Dread Safety Training? That Might be a Good Thing
When people use the word “dread” when talking about safety training they are usually referring to their lack of desire to to participate.
When Mike Burke, business professor at Tulane University talks about dread, he’s talking about the psychological factor that leads to successful safety training.
Burke and his co-authors published The Dread Factor: How Hazards and Safety Training Influence Learning and Performance. After analyzing the data from safety studies from 16 countries and spanning a sample size of nearly 25,000, it was clear that people need to experience a certain level of dread or fear to understand why they need training.
How to not dread safety training
So, what are the essential elements to safety training success? In a recent interview, Burke said,
“In short, there is a lot of action and dialogue.”
While discussing the success of Industrial Biodynamic’s Slip Simulator™, Burke said he was not surprised by the dramatic reduction in accidents clients report.

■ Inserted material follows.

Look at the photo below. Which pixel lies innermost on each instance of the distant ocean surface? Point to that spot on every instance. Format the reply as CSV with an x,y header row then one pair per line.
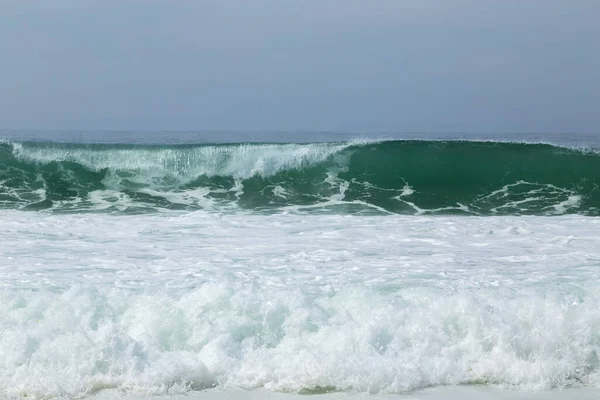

“And, most likely they’re not just doing that just because they are trained on it they are doing it because they are interacting with others who are involved in the training on the simulator,” Burke said.
“They are learning from others. That’s what is missing a lot in simulation. The success of simulation is the social interaction.”
Research and client feedback show that employees trained on the Slip Simulator™ see a 65%-80% reduction in slips, trips and falls. One study showed that even people watching the training – those who don’t actually get in the harness – demonstrate a 30% reduction.
Sam Retenski, Slip Simulator™ trainer at Brookhaven National Laboratory in New York said she and her team have trained nearly 1,400 employees. All but one of the 1,400 employees mastered walking on the slippery floor, Retenski said, and in that case fun was the culprit in the training failure.
“She was laughing so hard that she couldn’t stand,” Retenski said. “I mean she was laughing with a red face and tears coming down.”
Retenski said the most effective safety training is fun. “We’ve been told; when I get a good class; it sounds like happy hour at a bar; we have so much fun.”
Chris Cruise, Slip Simulator™ trainer at GE Appliances said,
“It’s the most fun I have had safety training. The training is unique and hands-on which keeps operators engaged. We have implemented this training for all new employees.”
Why it works
Lead Slip Simulator™ trainer, Jim Kleinsteuber, said what makes the Slip Simulator™ unique is the control users have over modifying the training to meet their company’s particular challenges. For instance, meter readers practice walking while carrying meter reading equipment. Kleinsteuber was particularly impressed by one request to incorporate umbrellas.
“I thought what is this, Mary Poppins?” Kleinsteuber said. As it turns out meter readers will use small umbrellas as bite shields and pop them open when dogs come at them. Trainees who mastered the Slip Simulator™ without the umbrellas had to train further to develop their skills using them.
“I thought now this is relevant,” Kleinsteuber said. “The users tailor it to their needs.”
Kleinsteuber has trained thousands of people on the Slip Simulator™ many of whom incorporated their creativity into the training. He has helped oil and gas employees practice opening valves while standing on the simulator and security forces practice drawing guns and helped office workers learn to fear using smartphones on slippery walking surfaces.
Effective safety training is not just about making it fun; it’s about dread and fear
“They may be engaged in a sense in a positive way but they are also aware of the severity of what is occurring especially like on your simulator when you use an obstacle. That creates a discussion in the room.”
“The dialogue between the trainees as well as between the trainer and trainees is important. All of it is important in terms of creating a slight realization or fear of what would occur if they did not do things perfectly. And that is just developed more with others,” Burke said.
Although there is some benefit to watching a technique to learn there really is no substitute for hands-on or kinesthetic learning.
Employees who practice safe protocols can be trained and “developed, in part, vicariously, visually, but it’s best developed in the actual simulation and being involved with others at the same time,” Burke concluded.